Ziemlich gut gelaunt von der lustigen Nachhilfestunde gingen Sirius und ich zu den Schulsprecherräumen und ich quietschte ihn mit dem Frankreichaustausch zu, von dem er, was mich wirklich sehr wunderte, noch gar nichts wusste.

Da die Schulsprecherräume eh auf seinem Weg lagen und er mich laut seiner Aussage 'nicht der Gefahr, die rothaarigen Hexen in diesem Flur lauerte' aussetzten wollte, begleitete er mich netter Weise.

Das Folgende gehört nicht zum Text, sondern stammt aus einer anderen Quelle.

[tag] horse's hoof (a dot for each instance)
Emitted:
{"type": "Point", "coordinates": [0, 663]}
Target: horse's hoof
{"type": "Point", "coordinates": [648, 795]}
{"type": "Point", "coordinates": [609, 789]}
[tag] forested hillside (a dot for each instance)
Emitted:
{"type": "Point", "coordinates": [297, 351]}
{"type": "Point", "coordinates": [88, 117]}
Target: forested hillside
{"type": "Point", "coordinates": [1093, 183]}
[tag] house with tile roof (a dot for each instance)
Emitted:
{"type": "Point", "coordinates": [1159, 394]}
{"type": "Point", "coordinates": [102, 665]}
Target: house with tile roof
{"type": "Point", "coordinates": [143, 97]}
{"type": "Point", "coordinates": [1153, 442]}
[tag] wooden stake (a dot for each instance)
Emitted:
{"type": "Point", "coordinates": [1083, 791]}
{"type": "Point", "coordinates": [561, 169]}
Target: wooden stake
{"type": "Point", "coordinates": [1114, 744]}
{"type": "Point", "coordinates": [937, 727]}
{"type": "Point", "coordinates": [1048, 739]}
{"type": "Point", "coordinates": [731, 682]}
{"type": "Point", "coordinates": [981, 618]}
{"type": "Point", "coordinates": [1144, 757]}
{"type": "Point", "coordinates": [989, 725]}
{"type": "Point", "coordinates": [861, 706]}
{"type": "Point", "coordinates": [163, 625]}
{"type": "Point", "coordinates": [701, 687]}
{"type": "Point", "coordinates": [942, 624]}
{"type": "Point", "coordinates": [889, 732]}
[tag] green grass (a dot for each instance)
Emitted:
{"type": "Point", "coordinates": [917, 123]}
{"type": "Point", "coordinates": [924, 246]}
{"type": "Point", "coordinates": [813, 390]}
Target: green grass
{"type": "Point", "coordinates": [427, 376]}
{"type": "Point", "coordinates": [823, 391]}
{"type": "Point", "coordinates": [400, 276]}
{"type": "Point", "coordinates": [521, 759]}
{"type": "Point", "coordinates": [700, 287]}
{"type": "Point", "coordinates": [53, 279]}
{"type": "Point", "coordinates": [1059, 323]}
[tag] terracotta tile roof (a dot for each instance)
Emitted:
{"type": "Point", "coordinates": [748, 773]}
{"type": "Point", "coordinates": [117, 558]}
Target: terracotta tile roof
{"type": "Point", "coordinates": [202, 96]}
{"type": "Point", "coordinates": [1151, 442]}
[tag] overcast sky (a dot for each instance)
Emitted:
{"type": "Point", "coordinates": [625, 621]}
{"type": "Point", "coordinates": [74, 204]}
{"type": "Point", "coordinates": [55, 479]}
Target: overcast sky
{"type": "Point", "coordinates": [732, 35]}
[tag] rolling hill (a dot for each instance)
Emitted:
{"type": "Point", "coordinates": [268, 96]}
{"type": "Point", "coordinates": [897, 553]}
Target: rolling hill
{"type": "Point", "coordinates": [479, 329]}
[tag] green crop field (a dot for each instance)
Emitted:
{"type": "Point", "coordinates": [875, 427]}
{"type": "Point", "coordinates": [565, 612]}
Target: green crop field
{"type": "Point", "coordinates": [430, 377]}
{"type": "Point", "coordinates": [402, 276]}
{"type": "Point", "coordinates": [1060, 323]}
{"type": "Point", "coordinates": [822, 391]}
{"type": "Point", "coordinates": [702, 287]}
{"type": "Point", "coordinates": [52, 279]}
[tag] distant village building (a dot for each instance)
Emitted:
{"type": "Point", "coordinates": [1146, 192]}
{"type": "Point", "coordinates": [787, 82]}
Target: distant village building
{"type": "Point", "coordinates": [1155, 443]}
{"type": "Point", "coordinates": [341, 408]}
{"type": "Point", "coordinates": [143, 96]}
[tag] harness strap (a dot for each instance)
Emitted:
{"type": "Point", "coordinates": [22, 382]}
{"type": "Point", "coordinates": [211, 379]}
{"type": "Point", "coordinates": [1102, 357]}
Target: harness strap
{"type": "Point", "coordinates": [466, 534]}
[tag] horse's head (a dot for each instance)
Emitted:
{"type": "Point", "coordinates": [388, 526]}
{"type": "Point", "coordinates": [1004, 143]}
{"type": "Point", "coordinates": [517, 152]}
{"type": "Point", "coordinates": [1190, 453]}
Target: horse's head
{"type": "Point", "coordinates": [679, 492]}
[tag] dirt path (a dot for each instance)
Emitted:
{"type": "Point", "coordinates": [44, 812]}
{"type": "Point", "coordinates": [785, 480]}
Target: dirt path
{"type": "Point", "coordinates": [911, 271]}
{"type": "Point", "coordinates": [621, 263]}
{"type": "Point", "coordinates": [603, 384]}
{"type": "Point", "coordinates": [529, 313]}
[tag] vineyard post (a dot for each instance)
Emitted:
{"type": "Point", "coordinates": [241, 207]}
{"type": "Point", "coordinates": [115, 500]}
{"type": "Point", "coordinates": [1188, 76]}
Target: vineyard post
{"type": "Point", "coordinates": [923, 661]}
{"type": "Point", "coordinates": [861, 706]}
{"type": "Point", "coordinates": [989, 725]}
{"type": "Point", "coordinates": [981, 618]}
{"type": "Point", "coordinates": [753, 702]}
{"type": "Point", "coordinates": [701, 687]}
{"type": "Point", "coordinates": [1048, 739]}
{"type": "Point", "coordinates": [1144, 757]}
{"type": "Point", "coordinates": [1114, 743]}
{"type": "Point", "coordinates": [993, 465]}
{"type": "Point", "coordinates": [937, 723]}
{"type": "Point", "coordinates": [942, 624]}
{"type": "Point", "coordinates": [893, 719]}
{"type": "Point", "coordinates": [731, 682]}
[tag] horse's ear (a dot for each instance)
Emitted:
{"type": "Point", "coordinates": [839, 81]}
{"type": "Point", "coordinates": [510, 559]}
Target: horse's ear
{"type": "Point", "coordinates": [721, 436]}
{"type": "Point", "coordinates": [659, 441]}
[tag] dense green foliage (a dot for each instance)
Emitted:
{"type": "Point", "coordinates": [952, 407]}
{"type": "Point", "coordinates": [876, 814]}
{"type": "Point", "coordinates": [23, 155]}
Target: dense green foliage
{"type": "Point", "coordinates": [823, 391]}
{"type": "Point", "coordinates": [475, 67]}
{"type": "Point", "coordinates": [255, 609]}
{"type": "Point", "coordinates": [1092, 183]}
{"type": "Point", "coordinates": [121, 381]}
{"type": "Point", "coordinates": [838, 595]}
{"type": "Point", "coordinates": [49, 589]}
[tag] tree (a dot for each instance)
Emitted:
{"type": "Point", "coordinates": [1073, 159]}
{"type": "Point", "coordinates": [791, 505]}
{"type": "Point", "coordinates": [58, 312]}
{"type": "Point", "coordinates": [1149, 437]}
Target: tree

Vor dem Portrait wurden wir oder eher ich bereits erwartet. Dort stand nämlich eine Fuchsteufelswilde Mary, die Hände auf den Hüften, die eine leicht verängstigte Hestia in den Boden funkelte.

Als Mary mich sah, zeigte sie anklagend mit dem Finger auf Hestia und sagte in einem Tonfall, als hätte letztere ihre Eltern umgebracht: "Was macht diese Schlampe hier?" Ich sah, wie Hestia bei diesem Wort zusammen zuckte und noch kleiner wurde, als sie es ohne High Heels eh schon war. Es passte zwar gerade überhaupt nicht zur Situation, aber mir fiel auf, dass sie eine der wenigen war, die nicht größer waren als ich.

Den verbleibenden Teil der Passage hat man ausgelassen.